Люцилий, Титений, Мессала, Катон Младший, Волумний, друзья Брута и Кассия.

Варрон, Клит, Клавдий, Стратон, Люций, Дарданий, служители Брута.

Пиндар, служитель Кассия.

Кальфурния, жена Цезаря.

Порция, жена Брута.

Сенаторы, граждане, стражи, служители.

Место действия большею частию в Риме и, кроме того, в Сардисе и близь Филипп.

ДЕЙСТВИЕ ПЕРВОЕ.

Улица в Риме.

Толпа граждан. Входят: Флавий и Марулл.

Флавий. Бон отсюда! По домам, лентяи вы эдакие! отправляйтесь по домам! Разве сегодня праздник? Разве вы не знаете, что, будучи мастеровыми, вы не имеете права в рабочие дни выходить из дому без значков ваших ремесл? - говори ты, к какому цеху ты принадлежишь?

1-й гражданин. Я плотник.

Марулл. Где-же твой кожаный фартук? а твоя линейка? Что делаешь ты здесь, нарядившись в лучшие свои одежды? A у тебя какое ремесло?

2-й гражданин. Я? Если говорить по правде, так я пред настоящим хорошим ремесленником просто ничто. Так - дрянь.

Марулл. Отвечай прямо, какое твое ремесло?

2-й гражданин. Ремесло-то мое? Ну, оно, надеюсь, такого рода, что я могу заниматься им без угрызений совести: я чиню худое.

Марулл.
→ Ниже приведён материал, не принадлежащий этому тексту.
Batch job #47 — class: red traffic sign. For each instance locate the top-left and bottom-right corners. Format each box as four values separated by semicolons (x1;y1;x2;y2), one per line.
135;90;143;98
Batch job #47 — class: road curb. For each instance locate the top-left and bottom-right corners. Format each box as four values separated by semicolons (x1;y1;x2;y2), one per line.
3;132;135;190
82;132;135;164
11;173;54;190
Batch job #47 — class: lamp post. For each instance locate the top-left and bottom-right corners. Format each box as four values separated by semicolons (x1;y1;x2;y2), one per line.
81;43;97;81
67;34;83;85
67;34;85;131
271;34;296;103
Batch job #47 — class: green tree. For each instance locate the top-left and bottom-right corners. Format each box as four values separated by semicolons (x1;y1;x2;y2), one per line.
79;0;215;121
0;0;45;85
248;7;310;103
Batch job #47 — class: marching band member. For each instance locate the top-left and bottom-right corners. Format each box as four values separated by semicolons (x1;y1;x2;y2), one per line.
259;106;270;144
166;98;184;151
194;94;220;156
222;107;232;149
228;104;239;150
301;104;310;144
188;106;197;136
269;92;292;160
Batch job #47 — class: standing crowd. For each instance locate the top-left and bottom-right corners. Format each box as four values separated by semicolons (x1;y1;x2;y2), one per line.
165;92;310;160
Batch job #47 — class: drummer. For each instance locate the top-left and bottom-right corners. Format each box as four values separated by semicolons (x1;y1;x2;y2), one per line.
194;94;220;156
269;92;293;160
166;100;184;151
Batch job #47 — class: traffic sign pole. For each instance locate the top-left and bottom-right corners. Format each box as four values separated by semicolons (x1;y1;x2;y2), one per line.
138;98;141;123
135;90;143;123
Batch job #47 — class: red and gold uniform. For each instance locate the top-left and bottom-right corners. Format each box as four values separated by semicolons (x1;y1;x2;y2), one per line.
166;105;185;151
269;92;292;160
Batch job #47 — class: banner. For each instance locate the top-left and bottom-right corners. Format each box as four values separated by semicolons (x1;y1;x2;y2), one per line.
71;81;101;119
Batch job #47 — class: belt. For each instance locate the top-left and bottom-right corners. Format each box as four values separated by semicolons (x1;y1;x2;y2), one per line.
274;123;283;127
У тебя, бездельник, спрашивают не про это, а про твое ремесло.

2-й гражданин. Нет, ты сделай милость, не сердись на меня, не надрывайся от крика. А впрочем, если что и надорвется, я тебе починю.

Марулл. Что такое, наглый негодяй? ты починишь мне?
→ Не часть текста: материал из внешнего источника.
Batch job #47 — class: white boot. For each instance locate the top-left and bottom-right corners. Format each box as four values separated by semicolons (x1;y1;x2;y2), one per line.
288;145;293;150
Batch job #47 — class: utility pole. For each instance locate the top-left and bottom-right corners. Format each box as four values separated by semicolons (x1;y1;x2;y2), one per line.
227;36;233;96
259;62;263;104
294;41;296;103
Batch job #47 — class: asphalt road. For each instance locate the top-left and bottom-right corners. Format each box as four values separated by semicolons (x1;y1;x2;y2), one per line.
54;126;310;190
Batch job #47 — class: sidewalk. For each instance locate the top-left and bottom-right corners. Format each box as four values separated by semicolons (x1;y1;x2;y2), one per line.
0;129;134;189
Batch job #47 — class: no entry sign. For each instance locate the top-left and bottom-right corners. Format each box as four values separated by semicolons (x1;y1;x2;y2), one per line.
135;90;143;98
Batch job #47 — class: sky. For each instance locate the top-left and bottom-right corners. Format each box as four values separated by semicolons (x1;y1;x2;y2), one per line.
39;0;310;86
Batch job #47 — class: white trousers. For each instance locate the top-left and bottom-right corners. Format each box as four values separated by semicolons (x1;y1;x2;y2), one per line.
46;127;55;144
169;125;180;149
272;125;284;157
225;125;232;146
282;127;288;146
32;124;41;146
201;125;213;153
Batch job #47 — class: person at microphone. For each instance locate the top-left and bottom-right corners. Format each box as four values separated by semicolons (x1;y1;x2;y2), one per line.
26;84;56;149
. Ну да, затачаю; подкину подметки.

Флавий. Кто-же ты, чеботарь, что-ли?

2-й гражданин. Именно. Я только и прокармливаюсь одним шилом; одним шилом только вмешиваюсь как в мужские, так и в женские дела. Я поистине врачеватель старой обуви; захиреет она,- я ее исцеляю. Самые лучшие из людей, когда-либо ходивших на воловьей шкуре, поставлены на ноги моим ремеслом.
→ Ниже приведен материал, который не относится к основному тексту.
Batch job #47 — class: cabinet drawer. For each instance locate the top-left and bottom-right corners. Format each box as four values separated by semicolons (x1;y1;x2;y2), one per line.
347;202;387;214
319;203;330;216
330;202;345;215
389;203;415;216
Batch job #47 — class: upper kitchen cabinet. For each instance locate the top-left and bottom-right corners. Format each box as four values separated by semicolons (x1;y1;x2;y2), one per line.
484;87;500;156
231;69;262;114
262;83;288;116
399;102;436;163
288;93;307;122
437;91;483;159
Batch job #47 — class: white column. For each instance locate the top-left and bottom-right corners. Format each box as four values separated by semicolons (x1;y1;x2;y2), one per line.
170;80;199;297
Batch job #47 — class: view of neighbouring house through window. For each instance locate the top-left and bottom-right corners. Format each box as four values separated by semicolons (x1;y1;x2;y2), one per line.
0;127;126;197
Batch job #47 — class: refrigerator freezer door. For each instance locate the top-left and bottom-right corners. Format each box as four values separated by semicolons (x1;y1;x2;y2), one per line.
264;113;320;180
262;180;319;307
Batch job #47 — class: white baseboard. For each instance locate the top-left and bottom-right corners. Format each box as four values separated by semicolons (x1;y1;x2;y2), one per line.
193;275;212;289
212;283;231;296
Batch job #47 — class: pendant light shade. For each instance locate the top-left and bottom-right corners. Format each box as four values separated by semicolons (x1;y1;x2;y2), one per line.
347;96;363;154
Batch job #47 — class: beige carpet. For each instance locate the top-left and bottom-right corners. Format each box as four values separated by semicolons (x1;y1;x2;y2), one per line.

Флавий. Почему-же сегодня ты не за работой? Зачем водишь других за собою по улицам?

2-й гражданин. А затем, чтоб все поскорее истаскали обувь и чтоб у меня было побольше работы. Однако если сказать правду, так мы сегодня шляемся по праздничному на улицах, чтоб поглядеть на Цезаря и порадоваться его торжеству.

Марулл. Чему-же радоваться? Разве он возвращается на родину с каким-нибудь завоеванием? или какие-нибудь данники в цепях следуют за ним в Рим, украшая собою его колесницу? О вы, чурбаны эдакие, каменные головы, которые хуже, чем у бессловесных тварей! О загрубелые сердца, жестокие сыны Рима, разве вы не знавали Помпея? Сколько раз вы взбирались на стены, на зубцы башен, на окна и даже на трубы, держа на руках своих детей, и, находясь в таком далеко небезопасном положении, иногда в течение целаго долгаго дня терпеливо выжидали увидать, как великий Помпей проедет по римским улицам. И стоило вам, бывало, завидеть его колесницу, у вас вырывались такие громкие крики радости, что от них и самый Тибр волновался в своем ложе, так как его пещеристые берега повторяли громовые раскаты ваших голосов. А теперь вы облеклись в лучшие одежды, сами выдумали себе праздник и усыпаете цветами путь триумфатора, восторжествовавшего над кровью Помпея. Что-жь вы стоите? Торопитесь домой; упадите на колена и молите богов, чтобы они отвратили от вас страшную кару, которую может вызвать такая неблагодарность.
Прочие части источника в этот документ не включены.